Admittedly, I haven’t scoured those later curricula to see if they offer the scaffolded versions in earlier grades, but given what seems to be a significant uptick in people not understanding long division (including teachers), I wonder how much this plays a role. (All screenshots were taken from the Internet Archive.)

How It Works

Even what Holt calls the long form of long division is itself a shortcut for quotative division. Consider \(2653 \div 7\). We could just subtract 7 repeatedly from 2653 and count how many times we’ve done so, but that’s a lot of work. We know that 2100 is a multiple of 7, because 21 is a multiple of 7, so why not just start there?

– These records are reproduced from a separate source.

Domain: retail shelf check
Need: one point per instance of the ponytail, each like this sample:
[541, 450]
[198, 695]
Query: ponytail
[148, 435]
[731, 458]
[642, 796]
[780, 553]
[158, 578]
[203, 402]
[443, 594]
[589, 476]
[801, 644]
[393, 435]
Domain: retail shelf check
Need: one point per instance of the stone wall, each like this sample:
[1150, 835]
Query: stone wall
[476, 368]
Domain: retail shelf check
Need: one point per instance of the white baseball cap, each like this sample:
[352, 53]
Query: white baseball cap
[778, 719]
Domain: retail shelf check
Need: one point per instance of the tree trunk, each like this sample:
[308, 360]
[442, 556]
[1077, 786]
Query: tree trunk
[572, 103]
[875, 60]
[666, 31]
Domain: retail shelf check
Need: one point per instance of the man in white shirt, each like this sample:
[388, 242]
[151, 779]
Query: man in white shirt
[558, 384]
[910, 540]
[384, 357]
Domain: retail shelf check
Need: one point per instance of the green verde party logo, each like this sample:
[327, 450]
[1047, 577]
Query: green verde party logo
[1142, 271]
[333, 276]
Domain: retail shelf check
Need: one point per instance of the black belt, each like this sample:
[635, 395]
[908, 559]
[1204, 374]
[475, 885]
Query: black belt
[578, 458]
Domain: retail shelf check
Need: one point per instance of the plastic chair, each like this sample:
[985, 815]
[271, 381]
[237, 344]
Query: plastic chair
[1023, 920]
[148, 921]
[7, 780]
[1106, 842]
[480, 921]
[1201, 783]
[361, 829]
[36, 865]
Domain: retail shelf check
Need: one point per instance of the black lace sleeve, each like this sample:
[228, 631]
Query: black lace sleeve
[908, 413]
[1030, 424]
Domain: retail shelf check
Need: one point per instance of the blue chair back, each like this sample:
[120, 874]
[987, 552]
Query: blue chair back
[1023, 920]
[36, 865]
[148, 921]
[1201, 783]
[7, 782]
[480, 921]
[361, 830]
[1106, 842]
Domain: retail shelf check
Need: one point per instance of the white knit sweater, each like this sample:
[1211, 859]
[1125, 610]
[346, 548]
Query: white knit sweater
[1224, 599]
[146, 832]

So \(2653 – 2100 = 553\), and \(2100 = 7 \times 300\). Now we’re left with a more manageable 553, but even then, we know that 490 is a multiple of 7, because 49 is a multiple of 7, so we can use \(553 – 490 = 63\) and \(490 = 7 \times 70\). Finally, we have \(63 = 7 \times 9\).

That is, \(2653 = 7 \times (300 + 70 + 9)\), so \(2653 \div 7 = 379\).

This is idea behind long division: Repeatedly remove the largest powers of ten you can, then move to the next lower power, and so on, until you have a remainder that can’t be distributed at the level of precision you want.

But if we don’t teach the part with the zeroes first, the algorithm looks mysterious.

What About Multiplication?

While there is some confusion about long multiplication, it’s not nearly as deep. But, unlike with division, we still teach writing the zeroes. Here’s 1974’s Holt Book 5 again (p. 90):

1995’s Addison-Wesley, Grade 5 (p. 124):

and 2015’s enVision, Grade 5 (p. 71):

With multiplication, we call this method “partial products”; with division, it’s the same basic method, but we call it long division. In fact, when I Googled “partial quotient”, the first hit I got was this video, which explicitly distinguishes between “partial quotients” and “the standard method”:

And that standard method? It involves going “digit by digit” in a method that, if I didn’t already personally understand long division, would confuse the heck out of me:

Meanwhile, the same instructor writes place-holder zeroes with multiplication (as is the common convention):

Conclusion

It seems to me: When we wrote the zeroes with the partial quotients in early grades scaffolding, there was less confusion about the algorithm. We don’t need those zeroes as we mature in our understanding of the process, but if students are having far more trouble with long division than with “partial product” multiplication, I wonder how much of that is because of the shift in pedagogical strategies regarding division.

Also, since division is the inverse of multiplication, I’m not sure why we wouldn’t teach them as such: Why would we drop the place-holder zeroes with division, but keep them with multiplication? I feel like the ideal is to teach both concepts with those zeroes, and then teach students with deeper understanding that they can leave them off if desired.